La única diferencia respecto a otros momentos de ese oleaje rutinario de corrupción es que hoy tenemos, ya a punto de ser debatida por la Cámara de Diputados, una nueva iniciativa de reforma constitucional -—aprobada desde diciembre del año pasado por los senadores— para fundar otro órgano autónomo del Estado que estaría dedicado a perseguir y sancionar a los funcionarios corruptos. Y dado que las respuestas acostumbradas de escándalos anteriores ya no convencen a nadie, cabe la posibilidad de que esa reforma pase muy rápido por la cámara baja y se convierta, así, en la nueva pieza retórica disponible para salir del paso y cobijar por un tiempo los despropósitos de la clase política. Una vez creado el flamante órgano constitucional anticorrupción, se dirá que podemos dormir tranquilos.

Pero si se mira con más cuidado, se verá que los tres escándalos que hoy están a la moda —como casi todos los anteriores— no son solamente el producto de individuos que decidieron hacer negocios con el erario público y torcieron las normas establecidas para lograrlo, sino que en realidad se derivan de procedimientos y rutinas administrativas que, en rigor, no se modificarían un ápice tras haber metido a la cárcel —si así fuera—a los acusados del día.

De un lado, los así llamados “moches” que emergieron de la Cámara de Diputados se desprendieron de las bolsas millonarias de recursos repartidas por los legisladores, sin más asidero que las negociaciones con el gobierno y la tolerancia de la Secretaría de Hacienda, y el muy retorcido argumento de una “gestión” legislativa que no corresponde en absoluto con sus facultades explícitas.

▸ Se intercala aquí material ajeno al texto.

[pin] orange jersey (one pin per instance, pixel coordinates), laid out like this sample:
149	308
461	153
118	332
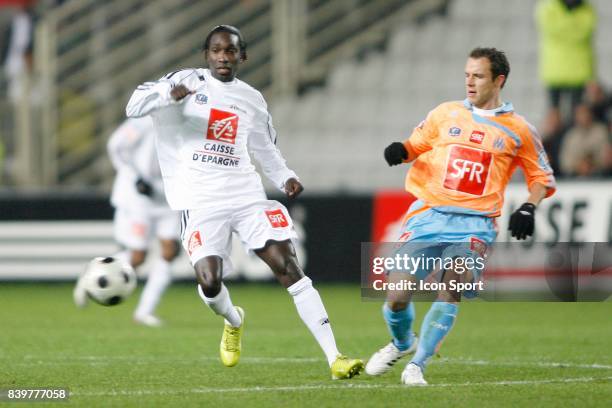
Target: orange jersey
465	160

Los diputados modificaron parcialmente el proyecto de presupuesto de egresos enviado por el gobierno y se dieron licencias para aprobar proyectos y repartir dineros en sus lugares de origen, o entre sus amigos y leales, sin que hubiera una política pública razonable para justificarlos, ni más propósito que jalar un pedazo de presupuesto para sus intereses políticos.

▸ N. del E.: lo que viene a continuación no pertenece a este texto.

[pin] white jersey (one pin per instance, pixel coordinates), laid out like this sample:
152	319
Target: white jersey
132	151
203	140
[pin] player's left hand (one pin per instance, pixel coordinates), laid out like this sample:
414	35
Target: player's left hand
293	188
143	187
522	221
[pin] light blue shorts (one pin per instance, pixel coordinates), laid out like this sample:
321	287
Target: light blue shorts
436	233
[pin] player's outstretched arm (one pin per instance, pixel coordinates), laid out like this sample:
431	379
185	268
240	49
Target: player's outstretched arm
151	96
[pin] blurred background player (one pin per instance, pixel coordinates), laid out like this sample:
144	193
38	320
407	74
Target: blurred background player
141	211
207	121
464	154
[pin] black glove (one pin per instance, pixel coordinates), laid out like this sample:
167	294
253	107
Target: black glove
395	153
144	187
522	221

De otro, los casos de Oceanografía y de la defectuosa construcción de la Línea Dorada del Metro tienen en común su origen en los muy permeables procedimientos de contratación de obras y de servicios, una vez que el presupuesto ha sido asignado. Lo mismo que sucedería con los “moches”, tras la llegada de ese dinero a las arcas de los gobiernos que aceptaron usarlos: licitaciones simuladas y más bien oscuras —o adjudicaciones directas, de plano—para favorecer al contratista deseable, sin garantías suficientes ni comparaciones de precios basadas en la situación del mercado, ni seguimiento puntual sobre los compromisos pactados con el dinero de todos ni, mucho menos, exigencias visibles sobre la calidad y la oportunidad de los resultados.

Esos defectos de asignación y ejercicio de los presupuestos públicos suceden todos los días y en todo el país. Es la moneda de uso corriente en el sistema político mexicano. La excepción es el escándalo que producen, por un rato, los muy esporádicos casos que salen a la luz pública y “que se investigarán hasta las últimas consecuencias”. Pregunto: ¿De qué serviría crear un órgano autónomo del Estado para perseguir los escándalos y sancionar a cuatro corruptos, si las rutinas que los producen siguen intactas? La respuesta parece estar en el título de esta nota: para dejar a la misma gata, pero revolcada.